First asked by the world’s leading manufacturer of high-quality cocoa and chocolate products, Barry Callebaut, to consider how their environmental responsibility and waste recovery processes could be enhanced by reviewing their packaging, experts at the 168 year old, family-run mill began a series of trials that soon lead them to their breakthrough. Effectively a physical token of the manufacturer’s efforts to support sustainable cocoa farming, the paper is now in production and certified for use in the food supply chain.
The cocoa husk paper will be showcased to the paper and packaging industry for the first time at Luxepack Monaco, the international trade fair taking place at the Grimaldi Forum between Wednesday 23 – Friday 25 October 2013. Peers in the packaging and food industries have been quick to congratulate both James Cropper and Barry Callebaut on their innovations, with a nomination in this year’s Luxepack in green Award and both a win and nomination in the 2013 Europe-wide Pro Carton ECMA Awards 2013.
Mark Cropper, Chairman of James Cropper, said: “Being tasked to create a new paper product is always exciting for our product development team, who work closely with our clients to ensure they get the packaging solution they require. Creating paper from cocoa husks, and achieving food industry certification for its use in packaging edible products of all kinds, is a great achievement and is another example of James Cropper developing industry-leading solutions for even more sustainable methods of paper production.”

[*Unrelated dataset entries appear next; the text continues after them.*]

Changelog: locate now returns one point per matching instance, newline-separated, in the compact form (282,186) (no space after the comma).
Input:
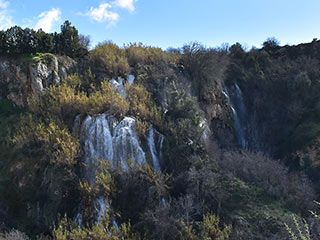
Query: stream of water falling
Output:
(234,95)
(104,138)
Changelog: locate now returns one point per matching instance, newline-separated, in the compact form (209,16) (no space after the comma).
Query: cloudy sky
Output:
(172,23)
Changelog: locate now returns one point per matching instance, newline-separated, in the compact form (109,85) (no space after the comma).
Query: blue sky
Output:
(172,23)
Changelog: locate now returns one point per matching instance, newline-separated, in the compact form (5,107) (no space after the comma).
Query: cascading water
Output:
(119,84)
(104,138)
(156,154)
(234,95)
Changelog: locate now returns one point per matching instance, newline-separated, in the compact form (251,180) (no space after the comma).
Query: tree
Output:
(271,44)
(70,42)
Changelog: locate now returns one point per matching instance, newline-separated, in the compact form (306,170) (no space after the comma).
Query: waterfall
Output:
(101,205)
(103,138)
(126,144)
(155,154)
(234,95)
(119,84)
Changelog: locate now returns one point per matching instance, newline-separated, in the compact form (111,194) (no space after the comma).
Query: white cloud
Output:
(47,19)
(3,4)
(105,12)
(5,19)
(102,13)
(127,4)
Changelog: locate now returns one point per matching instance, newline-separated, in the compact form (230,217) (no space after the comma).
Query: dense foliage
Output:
(208,188)
(16,40)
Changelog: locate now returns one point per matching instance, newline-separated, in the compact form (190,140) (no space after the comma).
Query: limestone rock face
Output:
(19,79)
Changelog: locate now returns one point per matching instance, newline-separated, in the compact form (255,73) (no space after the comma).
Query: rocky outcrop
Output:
(21,77)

The finished product, predominantly made up of unbleached cellulose fibre from sustainable crops, features a 10% cocoa husk content, with the cocoa waste materials being delivered to the mill in pulpable bags, meaning they can be incorporated into the paper-making process without the need for any additional processing.
Phil Wild, CEO of James Cropper plc. added: “The production of a brand new paper that repurposes the primary waste material of the cocoa and chocolate industry reflects how far we can push the capabilities of our state-of-the-art mill, our expertise and paper itself. The result is a beautifully simple product that is entirely appropriate for its intended use; perhaps providing a starting point for other industries to consider how their waste materials could be better reused rather than disposed of.”
James Cropper is based in the Lake District, England’s first and foremost National Park, with a paper-making heritage that started in 1753. Since 1845 the business has been carefully stewarded and nurtured by six generations of the Cropper family.
Today the business is renowned globally for its luxury packaging papers, which accompany many of the world’s most exclusive brands, while the world’s leading artists, galleries and museums use its framing and archival boards alongside its range of conventional artists materials. As well as paper products, James Cropper also develops advanced materials based on carbon and other fibres, which play a key part in new approaches and architectures in the automotive and aerospace sectors.